Pre-draft measurables
| Height | Weight | Arm length | Hand span | 40-yard dash | 10-yard split | 20-yard split | 20-yard shuttle | Three-cone drill | Vertical jump | Broad jump | Bench press | Wonderlic |
| 6 ft 1+3⁄8 in (1.86 m) | 226 lb (103 kg) | 34 in (0.86 m) | 9+3⁄4 in (0.25 m) | 4.40 s | 1.53 s | 2.55 s | 4.23 s | 6.96 s | 43.5 in (1.10 m) | 10 ft 5 in (3.18 m) | 24 reps | 14 |
All values from NFL Combine/Pro Day

===Houston Texans===
Dickerson was selected by the Houston Texans in the seventh round of the 2010 NFL draft with the 227th overall pick. He dressed in 7 games for the Texans in the 2010 season, but did not record any stats. He was released during finals cuts on September 3, 2011.

===Pittsburgh Steelers===
On September 12, 2011, he was signed by the Pittsburgh Steelers to their practice squad. He was waived a few days later.

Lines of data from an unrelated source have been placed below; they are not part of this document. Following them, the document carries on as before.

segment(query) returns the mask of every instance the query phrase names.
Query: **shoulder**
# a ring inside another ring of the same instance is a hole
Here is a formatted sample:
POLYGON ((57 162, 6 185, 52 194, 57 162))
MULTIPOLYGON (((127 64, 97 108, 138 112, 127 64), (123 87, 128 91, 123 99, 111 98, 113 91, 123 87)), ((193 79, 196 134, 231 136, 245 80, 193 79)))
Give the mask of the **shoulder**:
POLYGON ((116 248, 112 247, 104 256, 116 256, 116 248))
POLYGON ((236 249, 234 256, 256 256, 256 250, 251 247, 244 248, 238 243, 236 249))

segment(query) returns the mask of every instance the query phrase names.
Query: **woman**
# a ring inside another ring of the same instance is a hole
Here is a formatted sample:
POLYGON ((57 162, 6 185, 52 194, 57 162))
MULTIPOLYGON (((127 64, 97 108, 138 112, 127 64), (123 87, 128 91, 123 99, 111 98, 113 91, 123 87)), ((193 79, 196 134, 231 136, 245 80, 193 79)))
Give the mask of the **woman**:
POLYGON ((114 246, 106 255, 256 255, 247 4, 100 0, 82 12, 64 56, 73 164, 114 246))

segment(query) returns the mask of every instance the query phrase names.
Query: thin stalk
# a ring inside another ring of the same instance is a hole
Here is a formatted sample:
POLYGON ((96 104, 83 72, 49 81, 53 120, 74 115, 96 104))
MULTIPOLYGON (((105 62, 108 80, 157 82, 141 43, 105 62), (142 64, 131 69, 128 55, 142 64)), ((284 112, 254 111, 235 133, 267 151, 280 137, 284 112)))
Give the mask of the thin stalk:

===New England Patriots===
On December 7, 2011, the New England Patriots announced that they signed Dickerson to their practice squad. He was placed on practice squad injured reserve on January 25, 2012, shortly after the Patriots won the AFC Championship Game. The Patriots would lose to the New York Giants 21–17 in Super Bowl XLVI.

===Buffalo Bills===
On May 14, 2012, he was signed by the Buffalo Bills. He dressed in 11 games for the Bills in the 2012 NFL season, and recorded 9 receptions for 117 yards. He was released on August 30, 2013.

===Detroit Lions===
Dickerson signed with the Detroit Lions on October 14, 2013. He was released on October 19, 2013. He was re-signed on November 19, 2013. He made his first catch for the Lions against the Green Bay Packers, for 26 yards. He suffered a concussion in the second half of a game against the New York Giants, but did not report it until dropping a pass in overtime. A few days later on December 26, 2013, Dickerson was placed on injured reserve due to his concussion.

===Tennessee Titans===
Dickerson signed with the Tennessee Titans on June 19, 2014. He was placed on injured reserve on August 6, 2014. He signed a futures contract with the Titans on January 5, 2015. On July 30, 2015, Dickerson was once again placed on injured reserve after hurting his Achilles tendon.

==Personal life==
Following his football career, Dickerson was a weekend and pre-game host for the Pitt Panthers and Pittsburgh Steelers on 93.7 The Fan. He then worked as community outreach manager for the Mascaro Construction Company. It was announced on November 19, 2020, that Dickerson would become the director of project development for the Pittsburgh Penguins on the Lower Hill redevelopment project.

Dickerson's uncle Ron Dickerson was the first ever African-American coach at Temple University and his cousin Ron Dickerson Jr. was a player for the Kansas City Chiefs and current football coach. Dickerson tried out for the WWE in 2018 in honor of his late mother who was a major wrestling fan.